Yusfariq personally has always loved to make entertaining videos, so when people started following him, he took the opportunity to mix his usual entertaining videos with business and promotional material.
“My strategy for content is always creating new ideas so people will not get bored and build a sales funnel to retain the existing customers,” he said.
Other than marketing The Jasmine through humorous viral TikToks, the team also utilises livestreams through the social media platform.

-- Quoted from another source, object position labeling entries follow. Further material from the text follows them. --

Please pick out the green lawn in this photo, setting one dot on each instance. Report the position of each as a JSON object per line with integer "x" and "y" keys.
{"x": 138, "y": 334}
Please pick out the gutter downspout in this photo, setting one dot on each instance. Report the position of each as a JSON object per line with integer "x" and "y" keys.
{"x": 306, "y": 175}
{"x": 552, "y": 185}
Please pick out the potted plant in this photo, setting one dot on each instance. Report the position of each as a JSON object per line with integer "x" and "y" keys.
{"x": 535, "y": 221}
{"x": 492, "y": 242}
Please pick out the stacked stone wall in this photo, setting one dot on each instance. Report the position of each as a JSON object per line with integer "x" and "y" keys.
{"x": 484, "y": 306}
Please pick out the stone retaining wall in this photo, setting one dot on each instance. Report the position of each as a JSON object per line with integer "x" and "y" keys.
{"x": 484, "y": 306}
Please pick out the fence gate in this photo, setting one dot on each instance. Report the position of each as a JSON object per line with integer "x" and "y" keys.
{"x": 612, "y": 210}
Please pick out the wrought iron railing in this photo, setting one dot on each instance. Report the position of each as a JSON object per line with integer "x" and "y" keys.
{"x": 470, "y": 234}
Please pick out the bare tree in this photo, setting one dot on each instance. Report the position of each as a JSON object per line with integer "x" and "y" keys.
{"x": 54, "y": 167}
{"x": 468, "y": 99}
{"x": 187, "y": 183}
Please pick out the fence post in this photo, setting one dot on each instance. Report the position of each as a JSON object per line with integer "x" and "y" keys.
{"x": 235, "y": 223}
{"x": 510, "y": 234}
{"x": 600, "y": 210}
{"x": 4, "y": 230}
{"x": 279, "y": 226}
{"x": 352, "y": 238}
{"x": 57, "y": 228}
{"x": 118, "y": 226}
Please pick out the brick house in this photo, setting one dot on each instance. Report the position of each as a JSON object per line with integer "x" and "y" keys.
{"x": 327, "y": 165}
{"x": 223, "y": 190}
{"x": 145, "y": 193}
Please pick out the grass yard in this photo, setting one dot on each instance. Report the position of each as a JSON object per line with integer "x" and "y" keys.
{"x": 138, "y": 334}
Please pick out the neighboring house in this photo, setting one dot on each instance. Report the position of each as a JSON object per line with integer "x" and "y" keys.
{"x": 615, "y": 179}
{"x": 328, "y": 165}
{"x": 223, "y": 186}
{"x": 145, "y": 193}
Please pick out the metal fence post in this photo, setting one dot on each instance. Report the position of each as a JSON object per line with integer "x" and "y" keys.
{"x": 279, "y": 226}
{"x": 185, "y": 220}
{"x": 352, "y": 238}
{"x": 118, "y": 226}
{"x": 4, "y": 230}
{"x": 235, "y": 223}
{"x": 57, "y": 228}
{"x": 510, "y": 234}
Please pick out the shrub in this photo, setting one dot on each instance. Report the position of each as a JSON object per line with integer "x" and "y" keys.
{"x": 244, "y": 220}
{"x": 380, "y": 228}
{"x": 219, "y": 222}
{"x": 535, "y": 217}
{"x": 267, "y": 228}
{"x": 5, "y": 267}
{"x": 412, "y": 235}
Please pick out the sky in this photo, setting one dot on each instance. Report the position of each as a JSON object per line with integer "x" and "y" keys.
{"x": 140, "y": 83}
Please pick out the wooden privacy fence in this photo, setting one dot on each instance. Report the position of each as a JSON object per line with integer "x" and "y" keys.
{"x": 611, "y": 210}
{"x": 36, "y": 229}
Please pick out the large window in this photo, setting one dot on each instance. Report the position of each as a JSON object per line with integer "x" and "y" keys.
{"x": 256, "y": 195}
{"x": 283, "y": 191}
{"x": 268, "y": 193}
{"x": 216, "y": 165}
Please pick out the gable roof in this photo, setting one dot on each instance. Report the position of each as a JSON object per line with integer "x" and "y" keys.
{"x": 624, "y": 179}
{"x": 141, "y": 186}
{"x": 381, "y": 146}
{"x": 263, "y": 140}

Yusfariq shared that the efforts have shown clear results. “Every time I upload a new video, the sales on our website and TikTok Shop will be hyped [up] for three to five days.”
Nowadays, The Jasmine often sells out one to two weeks before the end of the month. That’s part of the reason why the team is looking to international manufacturers who can accommodate their growing orders.
It’s a far cry from their early days, when the brand was selling as few as 60 pieces of their tudungs per month.
Now, The Jasmine generates six-figure sales every month consistently.
For now, Yusfariq is keeping the team lean with less than 10 staff members. However, looking ahead, he aims to move to a bigger office and launch The Jasmine’s first-ever offline store.
All this will lead up to a long-term goal of his—to open retail stores in exclusive malls both locally and abroad, turning his magnetic hijab creation into a worldwide phenomenon.